Le Lycée réfléchit de plus en plus à utiliser l’agriculture de précision pour aller encore plus loin dans sa démarche.
L’agriculture de précision a pour objectif une gestion optimisée des apports d’engrais et produits phytosanitaires aux cultures. Elle repose sur l’utilisation de nouvelles technologies (photographie, caméras embarquées, images satellites, conduite GPS…) permettant d’adapter les pratiques à la variabilité intra-parcellaire et d’optimiser les passages de rampes.

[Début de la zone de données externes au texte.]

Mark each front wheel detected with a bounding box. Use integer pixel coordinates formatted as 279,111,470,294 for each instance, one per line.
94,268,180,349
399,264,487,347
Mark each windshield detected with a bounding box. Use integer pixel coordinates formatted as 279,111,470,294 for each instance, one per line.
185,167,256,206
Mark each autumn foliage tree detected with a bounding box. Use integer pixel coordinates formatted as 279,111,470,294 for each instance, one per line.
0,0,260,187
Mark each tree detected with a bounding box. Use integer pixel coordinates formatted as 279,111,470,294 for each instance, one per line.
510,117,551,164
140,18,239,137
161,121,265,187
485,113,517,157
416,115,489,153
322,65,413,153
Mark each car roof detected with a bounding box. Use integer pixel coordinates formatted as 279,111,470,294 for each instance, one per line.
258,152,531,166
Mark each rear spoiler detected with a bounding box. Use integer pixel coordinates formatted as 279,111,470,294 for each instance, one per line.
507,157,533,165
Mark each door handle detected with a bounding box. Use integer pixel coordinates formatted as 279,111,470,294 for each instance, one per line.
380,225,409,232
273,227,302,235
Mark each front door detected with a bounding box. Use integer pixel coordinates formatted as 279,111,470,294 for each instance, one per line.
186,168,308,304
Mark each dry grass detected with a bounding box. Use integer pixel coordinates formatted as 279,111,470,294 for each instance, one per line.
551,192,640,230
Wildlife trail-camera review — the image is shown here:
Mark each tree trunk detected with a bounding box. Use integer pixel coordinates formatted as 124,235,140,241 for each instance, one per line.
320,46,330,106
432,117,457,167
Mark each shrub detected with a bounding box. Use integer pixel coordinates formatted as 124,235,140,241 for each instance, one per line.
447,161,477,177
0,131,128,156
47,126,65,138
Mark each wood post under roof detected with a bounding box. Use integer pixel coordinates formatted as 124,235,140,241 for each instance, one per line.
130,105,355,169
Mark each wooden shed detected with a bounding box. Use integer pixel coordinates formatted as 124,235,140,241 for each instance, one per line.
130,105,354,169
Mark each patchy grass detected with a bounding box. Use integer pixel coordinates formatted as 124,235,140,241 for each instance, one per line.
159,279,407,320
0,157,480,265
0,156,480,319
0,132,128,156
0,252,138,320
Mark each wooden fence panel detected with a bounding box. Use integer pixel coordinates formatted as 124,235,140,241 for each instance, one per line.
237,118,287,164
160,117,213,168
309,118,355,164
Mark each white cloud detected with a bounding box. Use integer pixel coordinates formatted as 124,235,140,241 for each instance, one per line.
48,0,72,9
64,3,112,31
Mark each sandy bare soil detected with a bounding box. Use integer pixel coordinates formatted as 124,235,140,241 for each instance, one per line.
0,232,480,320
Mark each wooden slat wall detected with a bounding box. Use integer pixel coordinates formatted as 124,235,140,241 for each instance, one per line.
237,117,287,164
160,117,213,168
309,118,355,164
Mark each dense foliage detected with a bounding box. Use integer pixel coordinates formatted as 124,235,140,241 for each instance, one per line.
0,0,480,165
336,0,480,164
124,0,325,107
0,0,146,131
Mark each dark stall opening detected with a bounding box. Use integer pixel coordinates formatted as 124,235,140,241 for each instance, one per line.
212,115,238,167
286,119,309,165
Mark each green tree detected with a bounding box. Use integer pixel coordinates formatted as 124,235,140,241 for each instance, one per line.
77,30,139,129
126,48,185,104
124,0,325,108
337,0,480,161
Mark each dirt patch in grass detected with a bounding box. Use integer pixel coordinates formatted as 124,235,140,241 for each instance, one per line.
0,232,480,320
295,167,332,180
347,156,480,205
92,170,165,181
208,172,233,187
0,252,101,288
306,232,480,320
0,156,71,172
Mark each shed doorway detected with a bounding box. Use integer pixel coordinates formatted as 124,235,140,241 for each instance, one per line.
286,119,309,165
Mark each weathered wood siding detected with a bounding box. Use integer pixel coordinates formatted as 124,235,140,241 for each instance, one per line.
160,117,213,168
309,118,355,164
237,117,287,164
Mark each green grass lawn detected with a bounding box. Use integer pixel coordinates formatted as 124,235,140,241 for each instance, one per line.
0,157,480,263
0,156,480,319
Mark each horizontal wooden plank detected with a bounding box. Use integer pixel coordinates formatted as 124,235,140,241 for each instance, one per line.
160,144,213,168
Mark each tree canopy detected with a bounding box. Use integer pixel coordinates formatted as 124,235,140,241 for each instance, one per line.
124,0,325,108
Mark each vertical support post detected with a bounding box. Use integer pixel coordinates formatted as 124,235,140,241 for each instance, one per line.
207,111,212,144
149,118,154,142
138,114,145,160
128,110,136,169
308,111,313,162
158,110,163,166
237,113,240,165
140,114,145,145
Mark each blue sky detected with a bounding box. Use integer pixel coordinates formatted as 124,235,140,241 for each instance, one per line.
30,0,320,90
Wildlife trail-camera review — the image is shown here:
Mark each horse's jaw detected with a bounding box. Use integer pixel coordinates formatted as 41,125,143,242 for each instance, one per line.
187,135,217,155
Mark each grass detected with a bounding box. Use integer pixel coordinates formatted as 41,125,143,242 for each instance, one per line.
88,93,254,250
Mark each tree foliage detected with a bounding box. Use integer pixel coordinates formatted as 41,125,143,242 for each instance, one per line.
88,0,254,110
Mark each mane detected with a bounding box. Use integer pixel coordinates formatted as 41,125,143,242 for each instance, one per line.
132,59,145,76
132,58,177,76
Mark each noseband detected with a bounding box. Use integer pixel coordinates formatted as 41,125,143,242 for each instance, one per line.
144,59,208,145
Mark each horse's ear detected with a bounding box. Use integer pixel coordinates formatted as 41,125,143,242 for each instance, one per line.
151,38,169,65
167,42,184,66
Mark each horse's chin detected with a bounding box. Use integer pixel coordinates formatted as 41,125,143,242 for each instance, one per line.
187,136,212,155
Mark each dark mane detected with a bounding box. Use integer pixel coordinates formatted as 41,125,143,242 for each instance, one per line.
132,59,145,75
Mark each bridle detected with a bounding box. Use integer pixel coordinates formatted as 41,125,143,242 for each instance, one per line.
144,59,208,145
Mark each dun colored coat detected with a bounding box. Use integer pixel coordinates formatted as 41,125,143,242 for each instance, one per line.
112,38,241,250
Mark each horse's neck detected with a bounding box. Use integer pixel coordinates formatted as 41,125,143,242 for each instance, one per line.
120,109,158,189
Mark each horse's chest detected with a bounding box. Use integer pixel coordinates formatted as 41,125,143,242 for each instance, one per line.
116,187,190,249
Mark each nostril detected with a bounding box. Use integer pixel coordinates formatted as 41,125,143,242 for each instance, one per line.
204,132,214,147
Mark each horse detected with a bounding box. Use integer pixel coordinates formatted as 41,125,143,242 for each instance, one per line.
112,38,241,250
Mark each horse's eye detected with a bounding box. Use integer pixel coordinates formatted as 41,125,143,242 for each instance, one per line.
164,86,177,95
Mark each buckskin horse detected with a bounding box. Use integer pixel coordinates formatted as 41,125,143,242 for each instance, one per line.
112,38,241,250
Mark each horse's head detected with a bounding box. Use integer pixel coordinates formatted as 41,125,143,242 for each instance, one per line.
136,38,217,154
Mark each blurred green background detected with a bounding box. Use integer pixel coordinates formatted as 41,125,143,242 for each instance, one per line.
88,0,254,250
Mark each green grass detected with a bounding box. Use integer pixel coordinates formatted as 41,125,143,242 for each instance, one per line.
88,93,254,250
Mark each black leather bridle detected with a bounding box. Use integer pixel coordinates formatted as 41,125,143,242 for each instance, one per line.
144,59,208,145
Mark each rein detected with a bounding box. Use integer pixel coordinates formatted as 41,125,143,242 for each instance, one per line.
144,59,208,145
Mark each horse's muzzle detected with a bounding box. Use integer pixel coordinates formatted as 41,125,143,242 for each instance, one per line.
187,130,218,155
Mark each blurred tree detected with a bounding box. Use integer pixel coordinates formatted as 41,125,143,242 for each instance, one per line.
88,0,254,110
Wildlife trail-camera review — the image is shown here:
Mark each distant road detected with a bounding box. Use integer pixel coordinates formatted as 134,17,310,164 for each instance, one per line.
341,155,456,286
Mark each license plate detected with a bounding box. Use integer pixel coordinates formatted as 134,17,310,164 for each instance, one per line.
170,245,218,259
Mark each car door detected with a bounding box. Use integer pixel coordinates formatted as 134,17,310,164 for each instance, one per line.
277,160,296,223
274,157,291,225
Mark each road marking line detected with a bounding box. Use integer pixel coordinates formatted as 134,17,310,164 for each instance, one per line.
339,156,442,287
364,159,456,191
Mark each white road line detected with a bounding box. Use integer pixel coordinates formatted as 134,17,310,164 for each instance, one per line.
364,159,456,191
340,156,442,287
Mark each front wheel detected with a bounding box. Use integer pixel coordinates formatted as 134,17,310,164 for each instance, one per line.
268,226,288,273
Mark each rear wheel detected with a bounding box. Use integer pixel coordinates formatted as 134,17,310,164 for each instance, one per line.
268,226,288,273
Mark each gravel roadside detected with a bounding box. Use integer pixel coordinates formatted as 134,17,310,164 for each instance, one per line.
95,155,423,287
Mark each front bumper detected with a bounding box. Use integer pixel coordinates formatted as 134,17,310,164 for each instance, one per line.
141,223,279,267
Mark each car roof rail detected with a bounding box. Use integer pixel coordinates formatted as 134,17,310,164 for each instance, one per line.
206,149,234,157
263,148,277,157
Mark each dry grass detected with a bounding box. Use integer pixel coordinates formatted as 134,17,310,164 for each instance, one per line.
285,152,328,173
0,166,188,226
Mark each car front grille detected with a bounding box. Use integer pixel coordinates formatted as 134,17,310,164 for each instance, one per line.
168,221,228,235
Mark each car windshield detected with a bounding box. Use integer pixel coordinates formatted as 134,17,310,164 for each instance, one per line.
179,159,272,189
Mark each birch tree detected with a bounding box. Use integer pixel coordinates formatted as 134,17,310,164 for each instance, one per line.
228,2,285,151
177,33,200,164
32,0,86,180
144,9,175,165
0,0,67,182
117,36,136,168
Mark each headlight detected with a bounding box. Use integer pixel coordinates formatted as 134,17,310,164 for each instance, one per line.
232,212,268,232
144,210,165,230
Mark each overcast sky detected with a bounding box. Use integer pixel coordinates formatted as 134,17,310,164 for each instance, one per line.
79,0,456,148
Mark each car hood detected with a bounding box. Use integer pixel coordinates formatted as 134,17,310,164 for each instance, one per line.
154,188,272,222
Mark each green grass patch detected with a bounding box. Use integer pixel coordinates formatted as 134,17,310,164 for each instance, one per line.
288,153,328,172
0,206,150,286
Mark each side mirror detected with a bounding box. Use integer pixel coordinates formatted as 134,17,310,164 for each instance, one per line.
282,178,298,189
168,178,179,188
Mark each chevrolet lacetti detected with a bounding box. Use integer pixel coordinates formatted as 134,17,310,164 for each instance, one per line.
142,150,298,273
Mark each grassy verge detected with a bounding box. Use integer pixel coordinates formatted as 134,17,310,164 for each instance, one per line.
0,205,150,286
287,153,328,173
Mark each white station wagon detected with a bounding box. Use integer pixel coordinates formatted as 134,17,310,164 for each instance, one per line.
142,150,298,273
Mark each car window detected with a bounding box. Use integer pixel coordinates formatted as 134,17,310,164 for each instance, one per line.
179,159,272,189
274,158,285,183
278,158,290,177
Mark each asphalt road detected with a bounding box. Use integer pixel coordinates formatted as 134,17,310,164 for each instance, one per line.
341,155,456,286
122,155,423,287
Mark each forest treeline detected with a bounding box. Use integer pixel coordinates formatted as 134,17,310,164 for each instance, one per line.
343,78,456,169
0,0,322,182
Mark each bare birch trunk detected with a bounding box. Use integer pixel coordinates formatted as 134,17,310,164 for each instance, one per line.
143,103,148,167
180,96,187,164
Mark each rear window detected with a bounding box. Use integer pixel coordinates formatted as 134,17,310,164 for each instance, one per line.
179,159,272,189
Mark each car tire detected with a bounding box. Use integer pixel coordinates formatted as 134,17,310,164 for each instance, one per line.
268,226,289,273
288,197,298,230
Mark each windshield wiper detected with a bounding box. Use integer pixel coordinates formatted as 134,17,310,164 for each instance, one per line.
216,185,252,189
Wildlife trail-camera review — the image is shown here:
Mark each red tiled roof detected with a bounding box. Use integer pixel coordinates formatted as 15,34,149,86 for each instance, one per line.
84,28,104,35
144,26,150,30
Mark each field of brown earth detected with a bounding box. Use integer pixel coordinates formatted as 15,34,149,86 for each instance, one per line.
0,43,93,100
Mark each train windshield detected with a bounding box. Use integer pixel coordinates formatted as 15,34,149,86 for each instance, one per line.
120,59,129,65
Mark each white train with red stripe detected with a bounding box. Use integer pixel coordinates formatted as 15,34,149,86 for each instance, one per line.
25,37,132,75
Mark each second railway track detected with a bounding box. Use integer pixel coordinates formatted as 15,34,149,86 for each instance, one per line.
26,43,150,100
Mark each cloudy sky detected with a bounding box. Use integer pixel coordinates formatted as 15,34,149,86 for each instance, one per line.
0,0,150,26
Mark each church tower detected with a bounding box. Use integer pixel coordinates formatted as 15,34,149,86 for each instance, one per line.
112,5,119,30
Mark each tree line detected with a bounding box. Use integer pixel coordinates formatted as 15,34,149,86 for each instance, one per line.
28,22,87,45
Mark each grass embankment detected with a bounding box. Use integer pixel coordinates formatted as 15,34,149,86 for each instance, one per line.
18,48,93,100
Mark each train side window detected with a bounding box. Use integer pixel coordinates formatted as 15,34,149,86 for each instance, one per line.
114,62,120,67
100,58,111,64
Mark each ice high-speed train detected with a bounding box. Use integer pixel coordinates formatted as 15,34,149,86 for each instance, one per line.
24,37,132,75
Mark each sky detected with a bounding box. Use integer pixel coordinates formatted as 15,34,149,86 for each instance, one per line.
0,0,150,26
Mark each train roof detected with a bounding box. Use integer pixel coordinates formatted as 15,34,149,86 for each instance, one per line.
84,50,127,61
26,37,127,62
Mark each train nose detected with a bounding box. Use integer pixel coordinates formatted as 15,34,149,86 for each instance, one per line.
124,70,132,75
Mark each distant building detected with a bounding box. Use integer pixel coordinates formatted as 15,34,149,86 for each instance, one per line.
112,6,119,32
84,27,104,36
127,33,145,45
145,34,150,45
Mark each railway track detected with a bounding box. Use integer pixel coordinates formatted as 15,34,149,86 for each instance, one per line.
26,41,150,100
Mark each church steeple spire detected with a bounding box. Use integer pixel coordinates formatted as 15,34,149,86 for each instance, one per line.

La technologie de l’autoguidage, qui est une technique de l’agriculture de précision, actionne le volant et dirige seule le tracteur. Le chauffeur sélectionne les opérations à réaliser sur la parcelle et peut se concentrer sur les outils sans se soucier du volant.

Selon la Chambre régionale de Lorraine, un autoguidage permet de limiter le recouvrement et donc réduit la quantité de phytosanitaires, d’engrais, et de carburant utilisés de l’ordre de 13%. Il permet également de limiter les manques et optimise le potentiel de rendement. Il diminue aussi le temps de travail, augmente le confort par la suppression du jalonnage et permet de se concentrer sur le travail à effectuer et non sur la conduite.

Les démonstrations qui ont eu lieu ont permis aux 42 participants de comprendre le fonctionnement de l’autoguidage, de pouvoir mesurer l’efficacité de celui-ci combiné à du désherbage mécanique (bineuse) et d’échanger sur la combinaison agriculture de précision et réduction des intrants sur l’exploitation.